Maine: Andre Cushing's finances under scrutiny...by his sister


The Assistant Majority Leader of the Maine state Senate, Andre Cushing III, has long had one of the most active leadership PACs, fueled by donations from multinational corporations, many of them members of the American Legislative Exchange Council, or ALEC, which Cushing helps lead as a member of the national board of directors and state legislative chair.

But this week, Cushing's finances -- political and otherwise -- have been under scrutiny on account of a dispute with his own sister.

As reported in Tuesday's Portland Press Herald, Cushing's sister has filed a law suit alleging a variety of fraudulent financial transfers involving a family corporation (that both have shares in) and various corporate and PAC entities (which she does not.) She alleges well over a $1 million in fraudulent transfers.

In today's Press Herald, a follow up: the sister, Laura Cushing McIntyre, has filed a complaint with the state's ethics commission requesting an investigation into tens of thousands of dollars of alleged transfers between Cushing's campaign and PAC (on one hand) and a corporation he controls (on the other). The transfers don't show up on Cushing's various campaign finance disclosures, as required under Maine law, meaning either they didn't take place or he's failed to comply.

For details, read on from the links.


Wednesday, October 19, 2016

Maine: Mystery of the Triple Sunk Lobsterboat

In this week's Maine Sunday Telegram, I have the story of the triple-sinking of a Maine lobsterman's boat in Port Clyde; each time he raised the vessel, someone sunk it again at the first chance they got.

Nobody, apart from the boat's owner, Tony Hooper, seems to want to talk about the unusual situation, possibly unprecedented in modern Maine lobster fishing, not even in general terms.

For those interested in learning more background on how lobstermen traditionally defended their harbor's turf from interlopers, it's covered in my 2004 book, The Lobster Coast: Rebels, Rusticators, and the Struggle for a Forgotten Frontier.


Monday, October 17, 2016

Tale of Two Towns: one loves Trump, one despises him

In this election cycle, many Americans are trying to understand how anyone could possibly be supporting the other presidential candidate, and the exasperation is specially acute in regards to Donald Trump, an authoritarian figure who has promised, among other things, to jail his opponent.

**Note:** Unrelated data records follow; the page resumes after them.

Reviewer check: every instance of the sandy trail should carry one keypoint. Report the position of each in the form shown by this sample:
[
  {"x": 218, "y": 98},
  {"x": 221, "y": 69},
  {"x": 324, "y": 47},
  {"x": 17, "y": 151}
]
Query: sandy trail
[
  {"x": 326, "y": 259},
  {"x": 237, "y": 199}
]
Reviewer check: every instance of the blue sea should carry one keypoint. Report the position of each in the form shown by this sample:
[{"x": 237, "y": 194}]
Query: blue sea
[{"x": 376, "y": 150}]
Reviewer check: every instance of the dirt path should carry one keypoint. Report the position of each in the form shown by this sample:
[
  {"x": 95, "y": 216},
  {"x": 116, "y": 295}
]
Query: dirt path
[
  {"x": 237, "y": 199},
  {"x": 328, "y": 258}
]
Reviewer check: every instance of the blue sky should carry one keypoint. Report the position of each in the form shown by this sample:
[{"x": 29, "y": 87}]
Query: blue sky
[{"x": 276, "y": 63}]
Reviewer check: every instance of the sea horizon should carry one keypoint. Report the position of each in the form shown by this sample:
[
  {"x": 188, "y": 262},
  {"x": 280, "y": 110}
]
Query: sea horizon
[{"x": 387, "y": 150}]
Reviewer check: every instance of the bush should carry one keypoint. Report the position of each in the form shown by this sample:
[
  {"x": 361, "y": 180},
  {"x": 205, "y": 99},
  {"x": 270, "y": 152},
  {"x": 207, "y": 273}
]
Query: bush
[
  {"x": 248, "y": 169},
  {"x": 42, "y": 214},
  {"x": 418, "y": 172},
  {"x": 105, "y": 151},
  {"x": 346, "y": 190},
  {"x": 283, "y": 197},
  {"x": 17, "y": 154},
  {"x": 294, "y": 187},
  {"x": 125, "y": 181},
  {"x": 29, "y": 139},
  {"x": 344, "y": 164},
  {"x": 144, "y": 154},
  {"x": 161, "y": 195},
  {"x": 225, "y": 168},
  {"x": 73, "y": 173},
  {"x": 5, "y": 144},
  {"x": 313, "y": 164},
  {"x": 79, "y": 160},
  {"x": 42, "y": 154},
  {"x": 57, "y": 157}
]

For last week's Maine Sunday Telegram, I profiled two Maine towns on opposite sides of the divide. Turner and Hallowell are just 35 miles apart, they each have only a few thousand people, they're each perched on the edge of a larger city, and they have similar income levels and racial demographics. But one, a farming town, embraces Trump in the hopes he will best protect their Jeffersonian world, the other, a micro-city founded by Whig gentry, finds him anathema to everything they hold dear.

Here are links to the Turner and to the Hallowell stories respectively; enjoy. And thanks to all the people who shared their stories and perspectives with me.